# How do you stop cigarette smoke coming through walls?



## ACTed (Jan 14, 2009)

We've just bought a terrace house (built 1966), with a chain smoker next door. We can't stop her cigarette smoke from coming in, both in the lounge room (has gas fire in fireplace) and the main bedroom (no fireplace, but is above the lounge, so has chimney inside a built in wardrobe). The smoke is so bad that we can see it around the light fittings - and all of our clothes smell too. The smoke is definately not coming in the windows or via the loft.

I have to assume that there is a brick wall between the two houses (otherwise it is totally not safe from a fire perspective, but we can only see plasterboard and wallpaper on our side. (There is a lined built-in wardrobe in the bedroom, which is why the clothes are so affected, I suppose).

Is there some product we can use to stop the smoke from entering? A sealant? Some special sort of plasterboard or insulation? I don't think that the neighbour is interested in stopping smoking. We have to do something, as my asthma is getting worse, unfortunately, and our eyes sting all of the time now. It has to be coming in either the walls or the chimney.

Advice please!


----------



## Bob Mariani (Dec 1, 2008)

add foam insulation pads to all electrical devices on the shared wall. Caulk along the floor and ceiling and any other wall penetrations. It is possible that the attic is shared. Look into this. It should be completely sealed to conform to fire codes. If it is not, get someone to fix it. Write letters, so when your place burns down from the idiot next store, you know who to sue. If they do not fix this area, you will also need to apply the same treatment to any ceiling penetrations.


----------



## vsheetz (Sep 28, 2008)

*Air filters*

I would suggest air cleaners such as the ones from Oreck. I suffer from allergies and have two units in my house in Southern California. In the wild fires we have experienced the past years the outside air was thick with smoke - my neighbors homes reaked of the smoke smell afterwards - but mine did not. I was cleaning my air cleaners several times a day vs. normal of every few days - further evidence they were clearing the air.

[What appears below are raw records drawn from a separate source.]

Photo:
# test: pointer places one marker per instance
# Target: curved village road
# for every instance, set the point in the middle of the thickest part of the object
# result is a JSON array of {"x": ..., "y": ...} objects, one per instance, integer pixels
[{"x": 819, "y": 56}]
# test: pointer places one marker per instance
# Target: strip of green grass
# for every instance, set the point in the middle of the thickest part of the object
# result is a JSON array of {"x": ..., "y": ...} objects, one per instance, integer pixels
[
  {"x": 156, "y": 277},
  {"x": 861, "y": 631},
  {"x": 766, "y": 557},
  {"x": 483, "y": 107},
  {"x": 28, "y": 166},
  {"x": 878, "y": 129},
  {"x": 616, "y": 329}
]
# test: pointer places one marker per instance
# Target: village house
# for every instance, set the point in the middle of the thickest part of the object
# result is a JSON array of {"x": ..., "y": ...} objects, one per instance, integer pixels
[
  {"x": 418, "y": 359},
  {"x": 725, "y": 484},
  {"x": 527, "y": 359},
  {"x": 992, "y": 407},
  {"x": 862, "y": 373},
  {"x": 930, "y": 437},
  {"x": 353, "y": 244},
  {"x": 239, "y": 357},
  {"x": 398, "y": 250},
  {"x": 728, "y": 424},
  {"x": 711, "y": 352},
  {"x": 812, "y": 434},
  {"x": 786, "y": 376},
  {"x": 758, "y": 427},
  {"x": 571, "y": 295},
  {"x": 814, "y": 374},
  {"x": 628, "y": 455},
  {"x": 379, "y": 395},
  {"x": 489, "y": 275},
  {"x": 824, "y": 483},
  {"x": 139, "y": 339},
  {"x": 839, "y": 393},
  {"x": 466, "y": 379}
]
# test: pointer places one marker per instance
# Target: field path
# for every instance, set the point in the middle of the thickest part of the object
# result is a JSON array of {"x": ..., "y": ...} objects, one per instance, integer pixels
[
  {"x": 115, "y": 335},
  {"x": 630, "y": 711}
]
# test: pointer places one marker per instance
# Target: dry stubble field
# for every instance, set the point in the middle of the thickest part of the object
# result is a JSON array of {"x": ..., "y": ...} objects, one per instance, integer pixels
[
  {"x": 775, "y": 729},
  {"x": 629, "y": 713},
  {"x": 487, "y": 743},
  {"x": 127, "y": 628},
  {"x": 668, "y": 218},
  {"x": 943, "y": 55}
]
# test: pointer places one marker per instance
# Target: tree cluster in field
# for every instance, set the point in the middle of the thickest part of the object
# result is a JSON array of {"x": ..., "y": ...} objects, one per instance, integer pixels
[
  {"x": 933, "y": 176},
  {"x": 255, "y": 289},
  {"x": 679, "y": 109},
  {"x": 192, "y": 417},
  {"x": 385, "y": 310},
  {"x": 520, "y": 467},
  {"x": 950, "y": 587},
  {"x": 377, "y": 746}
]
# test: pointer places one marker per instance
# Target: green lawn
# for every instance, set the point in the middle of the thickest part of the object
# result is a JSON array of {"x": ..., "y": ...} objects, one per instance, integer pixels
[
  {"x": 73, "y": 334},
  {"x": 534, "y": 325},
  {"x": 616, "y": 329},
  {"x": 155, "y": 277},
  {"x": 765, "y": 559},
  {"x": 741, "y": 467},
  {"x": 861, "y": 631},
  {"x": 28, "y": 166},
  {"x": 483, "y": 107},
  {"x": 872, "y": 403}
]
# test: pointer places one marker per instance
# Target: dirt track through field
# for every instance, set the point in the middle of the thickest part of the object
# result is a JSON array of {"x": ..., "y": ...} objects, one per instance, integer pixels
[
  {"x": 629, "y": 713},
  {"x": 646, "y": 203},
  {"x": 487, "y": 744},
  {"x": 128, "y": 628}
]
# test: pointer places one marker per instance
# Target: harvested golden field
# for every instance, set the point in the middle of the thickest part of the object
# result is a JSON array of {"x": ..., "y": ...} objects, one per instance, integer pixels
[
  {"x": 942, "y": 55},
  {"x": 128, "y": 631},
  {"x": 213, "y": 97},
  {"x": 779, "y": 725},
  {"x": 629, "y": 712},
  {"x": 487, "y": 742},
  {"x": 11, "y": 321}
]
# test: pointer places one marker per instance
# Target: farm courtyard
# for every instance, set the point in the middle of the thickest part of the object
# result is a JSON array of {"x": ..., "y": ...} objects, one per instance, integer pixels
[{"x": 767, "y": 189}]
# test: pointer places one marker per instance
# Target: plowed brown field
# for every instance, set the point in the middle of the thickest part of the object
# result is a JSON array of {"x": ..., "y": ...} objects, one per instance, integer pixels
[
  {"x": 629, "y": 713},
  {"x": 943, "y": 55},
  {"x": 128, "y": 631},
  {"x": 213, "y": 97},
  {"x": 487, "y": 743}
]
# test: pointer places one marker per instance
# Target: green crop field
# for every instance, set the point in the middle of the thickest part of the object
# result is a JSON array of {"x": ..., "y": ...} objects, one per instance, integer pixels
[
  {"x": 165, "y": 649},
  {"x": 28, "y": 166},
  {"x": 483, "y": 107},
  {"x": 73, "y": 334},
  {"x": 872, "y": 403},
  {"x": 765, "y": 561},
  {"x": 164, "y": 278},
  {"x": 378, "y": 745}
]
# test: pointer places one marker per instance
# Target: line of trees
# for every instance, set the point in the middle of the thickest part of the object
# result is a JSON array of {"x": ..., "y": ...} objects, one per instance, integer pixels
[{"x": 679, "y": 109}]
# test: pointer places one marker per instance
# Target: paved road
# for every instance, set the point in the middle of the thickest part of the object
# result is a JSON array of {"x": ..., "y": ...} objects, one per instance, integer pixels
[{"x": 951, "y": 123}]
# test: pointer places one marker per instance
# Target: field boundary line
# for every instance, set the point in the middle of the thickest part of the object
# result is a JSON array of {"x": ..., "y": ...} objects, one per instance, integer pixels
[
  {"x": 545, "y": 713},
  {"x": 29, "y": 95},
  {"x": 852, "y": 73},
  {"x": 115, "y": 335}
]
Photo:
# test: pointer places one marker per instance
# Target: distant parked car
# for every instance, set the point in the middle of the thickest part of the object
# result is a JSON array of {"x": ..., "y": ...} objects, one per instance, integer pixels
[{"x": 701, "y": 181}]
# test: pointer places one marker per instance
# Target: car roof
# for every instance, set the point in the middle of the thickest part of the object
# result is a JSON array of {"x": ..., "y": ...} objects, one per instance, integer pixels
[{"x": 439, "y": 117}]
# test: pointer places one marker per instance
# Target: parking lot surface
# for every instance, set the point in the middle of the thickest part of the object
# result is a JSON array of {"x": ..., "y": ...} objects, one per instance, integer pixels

http://www.oreck.com/air-purifiers/xl_air_purifiers_choice.cfm

Do not get HEPA filters with replacable elements - they do not do as good a job and require frequent replacement of costly filter elements.


----------



## unoga (Jan 15, 2009)

The separation is a "fire separation wall" by code. That doesn't mean it is or that it was built properly. I know from personal experience that keeping the builder honest is difficult even if he is honest and impossible if he isn't. You bought a lemon and it will always stink. Sorry.


----------



## unhookable (Aug 15, 2011)

*A pretty good solution to the smoke problem*

I'm not one to confront people, complain to management, or take legal action. I like to find solutions that I can implement without drama and I think I've found it. What I have done, is take advantage of the way air flows. I read somewhere that the only way to stop the smoke from coming through the wall was to plug up every last crack, hole, and gap because the air will find and flow to even one remaining opening.
-
After reading that, I decided to exploit that property instead of fighting it and I put a small, electric air filter under my kitchen sink. The air filter pulls air from the large gaps where the plumbing comes in through the wall. Because of the way air flows, it no longer wanders around to random holes and gaps, it flows to where it's being pulled...right into the air filter.
-
My neighbor only occasionally smokes inside his condo and the wall we share is the kitchen wall. The smell of cigarette smoke in my kitchen used to be unbearable, but I haven't smelled it at all since I started using the air filter, which was about six months ago.
-
I consider myself lucky that I don't have a smoker on the other side of my bedroom wall, but I kind of wish I did now so that I could test this solution out in that scenario as well. 
-
I really want to hear from everyone who tries this. I don't know if it works under every circumstance and if it doesn't work somewhere, I'd like to put some thought into how to get it to work (or hear from you how you got it to work).
-
I look forward to hearing from you!


----------



## Tizzer (Jul 24, 2010)

There should be a way Admin. can stop noobies from resurrecting 2 year old threads.:huh:


----------



## Leah Frances (Jan 13, 2008)

Tizzer said:


> There should be a way Admin. can stop noobies from resurrecting 2 year old threads.:huh:


Et tu, brute?


----------